Features of Azure AI Search

Straipsnis
09/04/2024

Azure AI Search provides information retrieval and uses optional AI integration to extract more value from text and vector content.

The following table summarizes features by category. For more information about how Azure AI Search compares with other search technologies, see Compare search options.

There's feature parity in all Azure public, private, and sovereign clouds, but some features aren't supported in specific regions. For more information, see Choose a region.

Note

Looking for preview features? See the preview features list.

Indexing features

Category	Features
Data sources	Search indexes can accept text from any source, provided it's submitted as a JSON document. Indexers are a feature that automates data import from supported data sources to extract searchable content in primary data stores. Indexers handle JSON serialization for you and most support some form of change and deletion detection. You can connect to a variety of data sources, including OneLake, Azure SQL Database, Azure Cosmos DB, or Azure Blob storage.
Hierarchical and nested data structures	Complex types and collections allow you to model virtually any type of JSON structure within a search index. One-to-many and many-to-many cardinality can be expressed natively through collections, complex types, and collections of complex types.
Linguistic analysis	Analyzers are components used for text processing during indexing and search operations. By default, you can use the general-purpose Standard Lucene analyzer, or override the default with a language analyzer, a custom analyzer that you configure, or another predefined analyzer that produces tokens in the format you require. Language analyzers from Lucene or Microsoft are used to intelligently handle language-specific linguistics including verb tenses, gender, irregular plural nouns (for example, 'mouse' vs. 'mice'), word decompounding, word-breaking (for languages with no spaces), and more. Custom lexical analyzers are used for complex query forms such as phonetic matching and regular expressions.

Vector and hybrid search

Category	Features
Vector indexing	Within a search index, add vector fields to support vector search scenarios. Vector fields can coexist with nonvector fields in the same search document.
Vector queries	Formulate single and multiple vector queries.
Vector search algorithms	Use Hierarchical Navigable Small World (HNSW) or exhaustive K-Nearest Neighbors (KNN) to find similar vectors in a search index.
Vector filters	Apply filters before or after query execution for greater precision during information retrieval.
Hybrid information retrieval	Search for concepts and keywords in a single hybrid query request. Hybrid search consolidates vector and text search, with optional semantic ranking and relevance tuning for best results.
Integrated data chunking and vectorization	Native data chunking through Text Split skill. Native vectorization through vectorizers and embedding skills such as AzureOpenAIEmbeddingModel, Azure AI Vision multimodal, and the AML skill that you can use to connect to endpoints in the Azure AI Studio model catalog. Integrated vectorization provides an end-to-end indexing pipeline from source files to queries.
Integrated vector compression and quantization	Use built-in scalar and binary quantization to reduce vector index size in memory and on disk. You can also forego storage of vectors you don't need, or assign narrow data types to vector fields for reduced storage requirements.
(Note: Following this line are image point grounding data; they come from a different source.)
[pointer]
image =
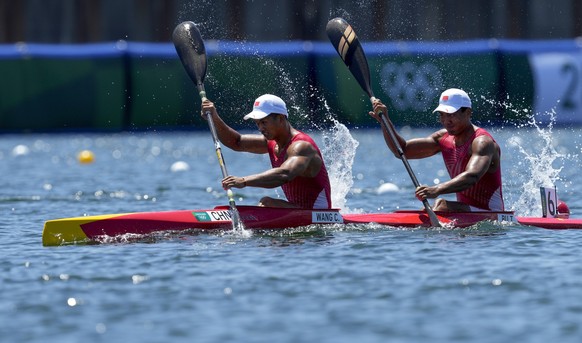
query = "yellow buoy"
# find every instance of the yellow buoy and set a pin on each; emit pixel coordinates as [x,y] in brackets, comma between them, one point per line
[86,157]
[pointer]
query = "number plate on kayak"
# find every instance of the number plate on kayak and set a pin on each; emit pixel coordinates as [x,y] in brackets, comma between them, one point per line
[212,216]
[326,217]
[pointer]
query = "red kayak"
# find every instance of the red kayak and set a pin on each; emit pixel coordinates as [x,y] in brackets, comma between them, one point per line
[93,228]
[96,228]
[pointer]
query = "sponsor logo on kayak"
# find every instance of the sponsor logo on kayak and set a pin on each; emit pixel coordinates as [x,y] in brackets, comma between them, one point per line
[326,217]
[506,217]
[220,216]
[212,216]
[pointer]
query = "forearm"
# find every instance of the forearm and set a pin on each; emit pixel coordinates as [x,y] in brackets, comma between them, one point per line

Applied AI and knowledge mining

Category	Features
AI processing during indexing	AI enrichment refers to embedded image and natural language processing in an indexer pipeline that extracts text and information from content that can't otherwise be indexed for full text search. AI processing is achieved by adding and combining skills in a skillset, which is then attached to an indexer. AI can be either built-in skills from Microsoft, such as text translation or Optical Character Recognition (OCR), or custom skills that you provide.
Storing enriched content for analysis and consumption in non-search scenarios	Knowledge store is persistent storage of enriched content, intended for non-search scenarios like knowledge mining and data science processing. A knowledge store is defined in a skillset, but created in Azure Storage as objects or tabular rowsets.
Cached enrichments	Enrichment caching (preview) refers to cached enrichments that can be reused during skillset execution. Caching is particularly valuable in skillsets that include OCR and image analysis, which are expensive to process.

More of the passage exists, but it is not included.